Markets fall after Irish Republic 85bn euro bail-out

A money changer employee changes Euro and US Dollars on an exchange kiosk
Image caption The euro has been falling against the dollar

The euro has fallen against the dollar and major European markets have dropped sharply, a day after ministers agreed a bail-out for the Irish Republic.

On Sunday, European ministers reached agreement over a bail-out worth about 85bn euros ($113bn; £72bn).

On Monday, the euro fell 1.4% to $1.309, a new two-month low.

And Irish, Spanish and Portuguese bond yields remained stubbornly high, indicating the market is not convinced European debt problems have gone away.

The leading European indexes all closed more than 2% lower.

The euro also fell against the pound, to 84.15p, its weakest since late September.

Greek debt

Irish Prime Minister Brian Cowen had called the 85bn euros package the "best available deal for Ireland", but opposition politicians had their doubts.

"This is a hugely disappointing result for the country.

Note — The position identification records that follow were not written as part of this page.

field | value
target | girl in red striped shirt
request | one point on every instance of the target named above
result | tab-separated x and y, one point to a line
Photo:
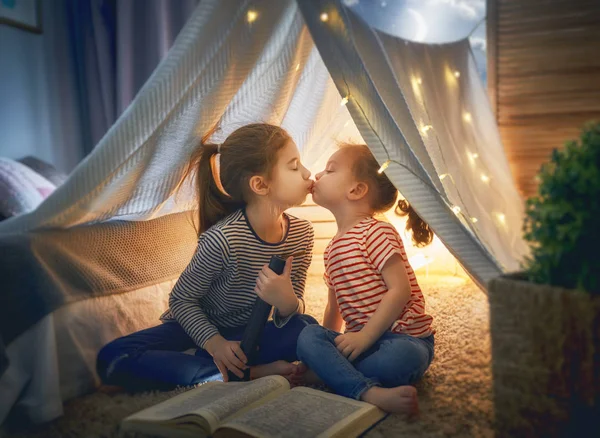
388	342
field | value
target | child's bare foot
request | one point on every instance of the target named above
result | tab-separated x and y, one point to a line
399	400
290	371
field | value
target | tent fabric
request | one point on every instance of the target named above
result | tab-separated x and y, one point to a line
423	107
232	67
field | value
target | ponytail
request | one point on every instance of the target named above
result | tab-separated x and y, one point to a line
421	233
213	205
249	150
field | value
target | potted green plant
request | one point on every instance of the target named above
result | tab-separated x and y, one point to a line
545	321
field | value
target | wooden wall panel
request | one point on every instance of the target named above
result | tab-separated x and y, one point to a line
543	77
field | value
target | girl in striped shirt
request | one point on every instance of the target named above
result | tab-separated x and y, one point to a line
388	342
244	185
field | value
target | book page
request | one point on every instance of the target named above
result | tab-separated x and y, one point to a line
302	412
246	396
213	401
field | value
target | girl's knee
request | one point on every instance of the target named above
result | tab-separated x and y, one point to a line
307	339
300	321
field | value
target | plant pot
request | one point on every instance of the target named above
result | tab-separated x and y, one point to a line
545	359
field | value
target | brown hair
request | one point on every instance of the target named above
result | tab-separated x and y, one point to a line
384	193
248	151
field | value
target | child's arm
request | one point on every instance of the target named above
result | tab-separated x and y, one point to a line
282	314
393	302
208	262
391	306
332	318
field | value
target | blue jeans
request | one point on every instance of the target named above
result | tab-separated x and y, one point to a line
154	359
394	360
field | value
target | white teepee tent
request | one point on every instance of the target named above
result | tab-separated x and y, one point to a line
118	234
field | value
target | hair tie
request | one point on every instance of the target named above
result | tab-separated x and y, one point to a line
215	167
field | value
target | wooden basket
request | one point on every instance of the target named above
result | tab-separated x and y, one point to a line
545	359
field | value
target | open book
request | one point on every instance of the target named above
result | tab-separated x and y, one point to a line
264	407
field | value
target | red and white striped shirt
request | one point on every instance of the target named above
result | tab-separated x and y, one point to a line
353	267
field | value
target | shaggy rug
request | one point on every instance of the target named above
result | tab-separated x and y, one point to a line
455	395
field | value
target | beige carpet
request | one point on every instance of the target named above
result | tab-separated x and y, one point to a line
454	395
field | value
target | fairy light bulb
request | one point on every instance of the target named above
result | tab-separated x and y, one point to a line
426	128
383	167
252	16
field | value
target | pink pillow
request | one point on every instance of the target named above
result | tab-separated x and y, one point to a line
21	189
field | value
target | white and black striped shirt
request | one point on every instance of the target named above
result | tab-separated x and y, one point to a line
217	287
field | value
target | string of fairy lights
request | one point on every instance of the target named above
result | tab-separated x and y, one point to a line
425	129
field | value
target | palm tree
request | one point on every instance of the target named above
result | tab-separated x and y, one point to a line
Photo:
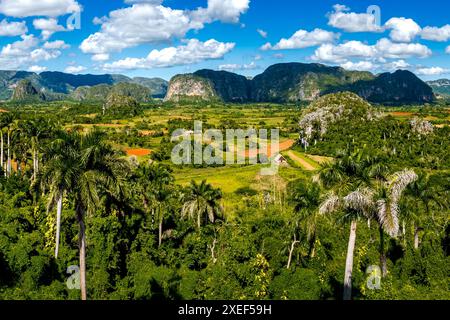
155	182
349	177
5	120
306	200
202	199
387	208
356	205
84	166
420	195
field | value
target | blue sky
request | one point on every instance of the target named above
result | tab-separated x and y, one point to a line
155	38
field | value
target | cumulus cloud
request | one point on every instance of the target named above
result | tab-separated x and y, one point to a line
75	69
100	57
193	51
37	69
359	66
396	65
388	49
238	67
262	33
342	52
48	27
383	49
402	29
58	44
432	71
303	39
351	21
25	52
436	34
227	11
12	29
146	22
29	8
136	25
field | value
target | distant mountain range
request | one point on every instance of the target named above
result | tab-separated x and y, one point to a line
280	83
59	85
295	82
441	87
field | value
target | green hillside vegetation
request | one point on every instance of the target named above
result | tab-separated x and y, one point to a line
153	230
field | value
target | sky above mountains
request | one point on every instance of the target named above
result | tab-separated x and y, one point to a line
156	38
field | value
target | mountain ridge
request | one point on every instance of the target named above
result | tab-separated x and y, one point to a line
297	82
58	84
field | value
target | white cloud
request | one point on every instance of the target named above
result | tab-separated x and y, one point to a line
193	51
238	67
58	44
402	29
75	69
388	49
396	65
262	33
228	11
146	22
136	25
24	53
29	8
359	66
340	53
436	34
303	39
12	29
432	71
383	49
352	22
37	69
156	2
48	27
100	57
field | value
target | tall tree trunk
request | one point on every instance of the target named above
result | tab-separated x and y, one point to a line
291	250
8	165
383	259
82	245
312	245
58	224
349	262
2	156
160	232
34	164
416	236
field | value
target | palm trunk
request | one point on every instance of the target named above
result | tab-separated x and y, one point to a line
58	224
199	222
383	259
8	165
291	250
82	245
160	233
416	237
349	262
312	245
2	152
34	164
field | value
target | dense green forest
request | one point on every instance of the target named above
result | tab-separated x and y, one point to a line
72	197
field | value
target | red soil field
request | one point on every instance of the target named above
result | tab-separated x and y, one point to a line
138	152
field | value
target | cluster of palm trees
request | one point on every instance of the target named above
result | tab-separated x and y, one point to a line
361	187
86	170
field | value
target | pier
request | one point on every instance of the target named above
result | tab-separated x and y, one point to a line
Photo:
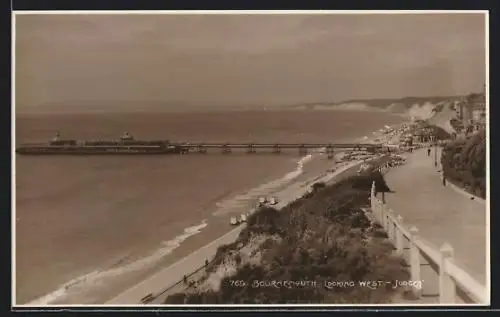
275	148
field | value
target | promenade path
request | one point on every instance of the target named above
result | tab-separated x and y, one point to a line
440	213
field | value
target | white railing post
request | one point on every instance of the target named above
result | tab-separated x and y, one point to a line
400	239
415	261
447	287
387	221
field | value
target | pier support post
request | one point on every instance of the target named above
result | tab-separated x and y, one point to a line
226	149
390	224
302	149
400	238
277	149
415	261
251	149
202	149
447	287
330	152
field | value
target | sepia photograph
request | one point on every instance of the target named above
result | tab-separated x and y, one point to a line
250	158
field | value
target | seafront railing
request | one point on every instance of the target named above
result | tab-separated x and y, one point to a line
454	282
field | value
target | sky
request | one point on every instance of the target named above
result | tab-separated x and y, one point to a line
76	60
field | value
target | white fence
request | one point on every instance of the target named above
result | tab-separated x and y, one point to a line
451	277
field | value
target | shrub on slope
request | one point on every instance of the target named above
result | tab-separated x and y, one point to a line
464	163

It's hard to imagine how this deal could have been much worse," said Fine Gael finance spokesman Michael Noonan.

"People are right to feel frightened, and worried about the future, when our own government has sold out the country on such lousy terms."

Also on Monday, the European Commission said the Irish Republic, which will have the biggest budget gap in the EU of 32% this year because of the cost of supporting its banking sector, will reduce the shortfall to 10.3% next year and cut it further to 9.1% in 2012.

However, for 2011 it has kept its forecast unchanged at 1.5%, down from 1.7% for 2010.

At the same time, eurozone finance ministers have opened the way to a six-year extension to 2021 in the repayment period for a European Union and International Monetary Fund loan to Greece.

It would mean an increase in the interest rate charged to Greece, but the rate would not exceed the 5.8% rate the Republic of Ireland is paying for its bail-out.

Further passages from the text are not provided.